En el nombre de Dios: por que los buenos
fechos de los Reyes no se olviden, esta

Torre mandó facer el muy poderoso

Rey Don Enrique, é comenzó el
cimiento
el Doctor Pedro Sanchez, Corregidor
de esta Ciudad, é comenzóse á sentar

en el año de nuestro Señor Jesu Christo

de M.CCCCVI años, é sendo Obispo Don

Fernando Deza, é oficiales por el Rey

Diego Fernandez, Mariscal, Alguacil

Mayor, el Doctor Luis Sanchez, Corregidor,

é regidores Fernando Diaz de Cabrera,
é Ruy Gutierrez […] é Ruy Fer
nandez de Castillejo, é Alfonso […]

de Albolafia, é Fernan Gomez, é acabóse

en el año M.CCCCVIII años.


Fernando Díaz de Cabrera, uno de los regidores mencionados, era tío del rey Enrique III, quien lo destinó al gobierno de la ciudad cuando relevó al anterior por su ineficacia. Fue este personaje quien fundó el Mayorazgo de Torres Cabrera, origen del Condado que se convertiría con el tiempo en uno de los títulos nobiliarios más importantes de Córdoba. El nombre incompleto de “Alfonso” correspondería a Alfonso Martínez del Alcázar, Señor de Albolafia, otro de los regidores, subordinado como el anterior a Pedro Sánchez, el primer Corregidor que tuvo la ciudad.

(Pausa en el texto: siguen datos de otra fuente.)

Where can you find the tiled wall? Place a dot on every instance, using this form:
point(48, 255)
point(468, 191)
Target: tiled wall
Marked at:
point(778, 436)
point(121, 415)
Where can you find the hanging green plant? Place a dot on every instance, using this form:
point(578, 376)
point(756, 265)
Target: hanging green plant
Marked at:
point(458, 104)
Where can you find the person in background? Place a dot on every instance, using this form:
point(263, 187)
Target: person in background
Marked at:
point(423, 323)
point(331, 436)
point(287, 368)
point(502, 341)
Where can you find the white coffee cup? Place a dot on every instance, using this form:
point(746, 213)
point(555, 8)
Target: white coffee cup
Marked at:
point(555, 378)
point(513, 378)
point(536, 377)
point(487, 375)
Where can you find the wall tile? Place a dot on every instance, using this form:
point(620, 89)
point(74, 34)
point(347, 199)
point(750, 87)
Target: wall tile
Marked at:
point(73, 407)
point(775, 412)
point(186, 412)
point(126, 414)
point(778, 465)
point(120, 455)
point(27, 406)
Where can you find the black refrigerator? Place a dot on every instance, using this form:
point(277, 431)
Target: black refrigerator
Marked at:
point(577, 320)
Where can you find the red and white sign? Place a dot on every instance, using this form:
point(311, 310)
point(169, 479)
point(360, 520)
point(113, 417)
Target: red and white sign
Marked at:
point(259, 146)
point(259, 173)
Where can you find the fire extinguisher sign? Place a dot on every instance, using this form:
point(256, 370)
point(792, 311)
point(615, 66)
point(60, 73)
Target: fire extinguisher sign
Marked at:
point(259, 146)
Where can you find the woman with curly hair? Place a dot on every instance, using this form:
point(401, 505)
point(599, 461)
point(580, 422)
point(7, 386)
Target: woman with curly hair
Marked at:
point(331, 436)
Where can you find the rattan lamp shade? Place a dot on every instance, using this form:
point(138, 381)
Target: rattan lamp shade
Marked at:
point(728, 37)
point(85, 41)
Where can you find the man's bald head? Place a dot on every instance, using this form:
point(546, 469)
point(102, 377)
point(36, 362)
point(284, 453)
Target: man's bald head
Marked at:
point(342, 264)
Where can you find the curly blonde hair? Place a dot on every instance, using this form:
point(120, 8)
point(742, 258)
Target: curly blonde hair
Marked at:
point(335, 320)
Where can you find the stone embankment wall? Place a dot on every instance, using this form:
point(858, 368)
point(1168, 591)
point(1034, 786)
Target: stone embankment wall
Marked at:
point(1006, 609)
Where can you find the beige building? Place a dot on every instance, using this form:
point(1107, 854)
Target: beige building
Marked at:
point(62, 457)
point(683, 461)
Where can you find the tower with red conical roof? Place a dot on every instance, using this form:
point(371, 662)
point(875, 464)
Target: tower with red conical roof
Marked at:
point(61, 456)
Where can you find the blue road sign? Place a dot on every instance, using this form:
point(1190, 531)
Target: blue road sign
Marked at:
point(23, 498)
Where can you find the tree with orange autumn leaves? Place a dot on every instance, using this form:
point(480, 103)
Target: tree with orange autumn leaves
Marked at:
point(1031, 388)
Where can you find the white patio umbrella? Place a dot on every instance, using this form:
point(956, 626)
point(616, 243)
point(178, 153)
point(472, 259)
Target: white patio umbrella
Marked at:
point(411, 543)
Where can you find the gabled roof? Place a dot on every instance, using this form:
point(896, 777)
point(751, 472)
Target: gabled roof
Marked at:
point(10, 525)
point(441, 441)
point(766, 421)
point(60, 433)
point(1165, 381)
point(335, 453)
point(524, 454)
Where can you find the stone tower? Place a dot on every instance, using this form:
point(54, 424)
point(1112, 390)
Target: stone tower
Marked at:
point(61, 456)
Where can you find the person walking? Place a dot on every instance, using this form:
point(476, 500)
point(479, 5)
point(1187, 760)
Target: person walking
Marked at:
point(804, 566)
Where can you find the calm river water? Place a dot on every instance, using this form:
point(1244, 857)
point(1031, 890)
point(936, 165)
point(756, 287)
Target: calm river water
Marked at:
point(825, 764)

De la inscripción también se desprende, sin que se haya puesto demasiado interés en la celebración, que se cumple ahora el 600º aniversario de la construcción de la torre de la Malmuerta, que permanece sin ningún uso, descontextualizada por los modernos bloques de pisos y la destrucción de la muralla que se levantaba junto a ella hasta no hace mucho.